The Dependency Injection pattern based on the "inversion of control" (IoC) principle. This relates to the way in which an object obtains references to its dependencies - the object is passed its dependencies through constructor arguments or after construction through setter methods or interface methods. It is called dependency injection since the dependencies of an object are 'injected' into it, the term dependency is a little misleading here, since it is not a new 'dependency' which is injected but rather a 'provider' of that particular capability. For example, passing a database connection as an argument to a constructor instead of creating one internal would be categorized as dependency injection. The pattern seeks to establish a level of abstraction via a public interface and to remove dependencies on components by supplying a 'plugin' architecture. This means that the individual components are tied together by the architecture rather than being linked together themselves. The responsibility for object creation and linking is removed from the objects themselves and moved to a factory.

There are 3 forms of dependency injection: setter-, constructor- and interface-based injection.

When developing - for example - a business service, that service is implemented to work with an interface of the Data Access Object. If you then want to use that module with a certain DAO - for example a DAO to access your mySQL database - you somehow have to tell the service to use exactly that object. This, however, would create a dependency between the service and the DAO. With the IoC pattern, as implemented in Spring, the developer defines which DAO (in this case the mySQL DAO) in an external configuration file (in our example: beans.xml). At runtime, the information from the configuration file are parsed and the dependency is injected into the service.

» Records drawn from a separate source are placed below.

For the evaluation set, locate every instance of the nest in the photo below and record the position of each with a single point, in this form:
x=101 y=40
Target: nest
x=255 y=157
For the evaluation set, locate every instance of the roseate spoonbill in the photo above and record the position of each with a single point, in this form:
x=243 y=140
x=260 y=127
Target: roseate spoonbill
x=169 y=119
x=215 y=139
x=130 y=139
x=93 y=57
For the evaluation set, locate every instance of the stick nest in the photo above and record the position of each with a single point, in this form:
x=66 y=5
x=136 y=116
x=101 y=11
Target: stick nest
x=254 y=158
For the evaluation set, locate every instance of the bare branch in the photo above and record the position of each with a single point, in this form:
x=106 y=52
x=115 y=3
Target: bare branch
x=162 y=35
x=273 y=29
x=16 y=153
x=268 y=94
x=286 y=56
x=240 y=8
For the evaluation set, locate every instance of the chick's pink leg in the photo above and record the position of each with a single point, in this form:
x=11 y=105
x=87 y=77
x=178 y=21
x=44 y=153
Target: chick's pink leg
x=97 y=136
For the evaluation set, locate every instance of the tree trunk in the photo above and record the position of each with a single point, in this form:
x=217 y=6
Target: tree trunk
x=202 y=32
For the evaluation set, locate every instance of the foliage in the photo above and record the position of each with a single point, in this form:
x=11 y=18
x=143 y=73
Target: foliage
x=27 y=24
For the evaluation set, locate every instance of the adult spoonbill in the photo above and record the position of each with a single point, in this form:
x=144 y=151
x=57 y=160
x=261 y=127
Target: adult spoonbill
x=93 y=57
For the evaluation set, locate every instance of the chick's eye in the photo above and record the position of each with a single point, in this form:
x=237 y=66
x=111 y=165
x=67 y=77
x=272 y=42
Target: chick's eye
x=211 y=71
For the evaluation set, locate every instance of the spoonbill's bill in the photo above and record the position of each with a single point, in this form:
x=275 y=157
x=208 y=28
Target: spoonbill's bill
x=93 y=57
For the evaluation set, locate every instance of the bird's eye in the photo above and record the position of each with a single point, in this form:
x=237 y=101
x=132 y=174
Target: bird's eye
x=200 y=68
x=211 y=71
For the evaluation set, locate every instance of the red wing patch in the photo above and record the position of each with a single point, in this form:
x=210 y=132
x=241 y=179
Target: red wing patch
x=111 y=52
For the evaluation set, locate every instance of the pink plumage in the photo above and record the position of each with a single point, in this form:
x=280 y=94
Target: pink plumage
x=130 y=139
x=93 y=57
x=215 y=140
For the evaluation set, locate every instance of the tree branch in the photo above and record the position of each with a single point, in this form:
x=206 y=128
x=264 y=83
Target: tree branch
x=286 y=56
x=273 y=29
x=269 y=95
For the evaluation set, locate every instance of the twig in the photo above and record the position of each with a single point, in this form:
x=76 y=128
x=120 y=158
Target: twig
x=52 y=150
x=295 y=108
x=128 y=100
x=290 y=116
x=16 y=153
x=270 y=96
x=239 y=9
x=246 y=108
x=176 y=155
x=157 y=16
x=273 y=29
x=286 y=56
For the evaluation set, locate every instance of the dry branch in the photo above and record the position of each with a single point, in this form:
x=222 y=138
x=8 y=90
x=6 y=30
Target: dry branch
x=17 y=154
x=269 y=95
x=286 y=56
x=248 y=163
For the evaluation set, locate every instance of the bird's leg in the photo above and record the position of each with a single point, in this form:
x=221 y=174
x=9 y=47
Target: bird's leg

Use the dependency injection pattern when:

  • the coupling between components needs to be reduced
  • you are expecting to run controlled unit tests.
  • With dependency injection, testing can begin very early in the development cycle
  • you want to save time in that you don't have to write boilerplate factory creation code over and over again

What is dependency injection?

Classes often require references to other classes. For example, a Car class might need a reference to an Engine class. These required classes are called dependencies, and in this example the Car class is dependent on having an instance of the Engine class to run.

There are three ways for a class to get an object it needs:

The class constructs the dependency it needs. In the example above, Car would create and initialize its own instance of Engine. Grab it from somewhere else. Some Android APIs, such as Context getters and getSystemService(), work this way. Have it supplied as a parameter. The app can provide these dependencies when the class is constructed or pass them in to the functions that need each dependency. In the example above, the Car constructor would receive Engine as a parameter. The third option is dependency injection! With this approach you take the dependencies of a class and provide them rather than having the class instance obtain them itself.